I am doing a lexical study on the use of οἰκονομία and was researching the term among classical Greek writers. The term has the basic sense of “household management,” and can have the lexical gloss of “economy,” or “administration.” Anyway, in Aristotle’s work titled Politics, he is discussing the roles of men and women. As I read through the passage in the Loeb Classical Library edition, I chuckled out loud.

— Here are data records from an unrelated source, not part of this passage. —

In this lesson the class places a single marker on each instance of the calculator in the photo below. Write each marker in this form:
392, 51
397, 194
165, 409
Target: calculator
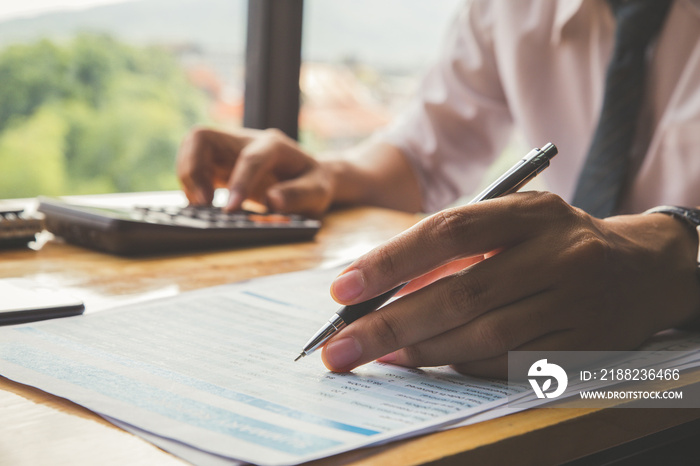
153, 229
18, 227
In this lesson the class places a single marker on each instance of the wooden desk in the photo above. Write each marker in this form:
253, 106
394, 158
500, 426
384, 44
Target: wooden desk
38, 428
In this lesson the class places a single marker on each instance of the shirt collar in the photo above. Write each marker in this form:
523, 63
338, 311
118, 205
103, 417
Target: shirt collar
565, 10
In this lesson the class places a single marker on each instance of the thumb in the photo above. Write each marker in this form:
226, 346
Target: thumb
299, 195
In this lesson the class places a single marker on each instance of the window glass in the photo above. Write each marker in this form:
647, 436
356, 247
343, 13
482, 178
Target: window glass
361, 61
95, 96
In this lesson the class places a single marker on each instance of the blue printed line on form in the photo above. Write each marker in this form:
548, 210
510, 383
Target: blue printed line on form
204, 386
167, 404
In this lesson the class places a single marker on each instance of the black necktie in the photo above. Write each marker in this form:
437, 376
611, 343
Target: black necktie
605, 171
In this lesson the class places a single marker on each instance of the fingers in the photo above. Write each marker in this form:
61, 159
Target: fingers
454, 233
205, 160
268, 159
309, 194
487, 336
449, 303
195, 178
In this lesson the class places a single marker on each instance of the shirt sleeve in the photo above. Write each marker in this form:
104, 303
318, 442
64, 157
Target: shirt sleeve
459, 120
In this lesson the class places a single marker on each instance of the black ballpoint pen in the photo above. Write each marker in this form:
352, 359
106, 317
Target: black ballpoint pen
519, 174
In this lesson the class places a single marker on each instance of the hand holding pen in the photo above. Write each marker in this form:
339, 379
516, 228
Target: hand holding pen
511, 181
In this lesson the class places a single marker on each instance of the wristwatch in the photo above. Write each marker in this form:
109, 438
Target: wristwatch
689, 217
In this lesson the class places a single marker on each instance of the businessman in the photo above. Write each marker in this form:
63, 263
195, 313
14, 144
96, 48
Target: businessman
584, 266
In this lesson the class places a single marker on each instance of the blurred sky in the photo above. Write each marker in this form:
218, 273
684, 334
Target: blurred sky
25, 8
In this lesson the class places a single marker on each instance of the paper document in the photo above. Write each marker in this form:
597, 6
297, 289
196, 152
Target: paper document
213, 370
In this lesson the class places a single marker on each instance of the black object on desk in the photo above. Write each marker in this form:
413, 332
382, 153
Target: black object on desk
24, 301
149, 230
18, 227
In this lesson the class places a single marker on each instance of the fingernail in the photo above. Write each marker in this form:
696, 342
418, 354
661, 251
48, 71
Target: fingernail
275, 199
234, 200
348, 286
341, 353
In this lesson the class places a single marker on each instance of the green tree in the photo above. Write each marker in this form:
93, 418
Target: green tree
108, 117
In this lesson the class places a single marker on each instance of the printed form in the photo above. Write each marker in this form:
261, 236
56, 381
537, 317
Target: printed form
212, 370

He wrote,
(δόξαι γὰρ ἂν εἶναι δειλὸς ἀνὴρ εἰ οὕτως ἀνδρεῖος εἴη ὥσπερ γυνὴ ἀνδρεία, καὶ γυνὴ λάλος εἰ οὕτω κοσμία εἴη ὥσπερ ὁ ἀνὴρ ὁ ἀγαθός. ἐπεὶ καὶ οἰκονομία ἑτέρα ἀνδρὸς καὶ γυναικός, τοῦ μὲν γὰρ κτᾶσθαι τῆς δὲ φυλάττειν ἔργον ἐστίν).
(for a man would be thought a coward if he were only as brave as a brave woman, and a woman a chatterer if she were only as modest as a good man; since even the household functions of a man and of a woman are different—his business is to get and hers to keep).
Just remember ladies, he wrote 2,400 years ago!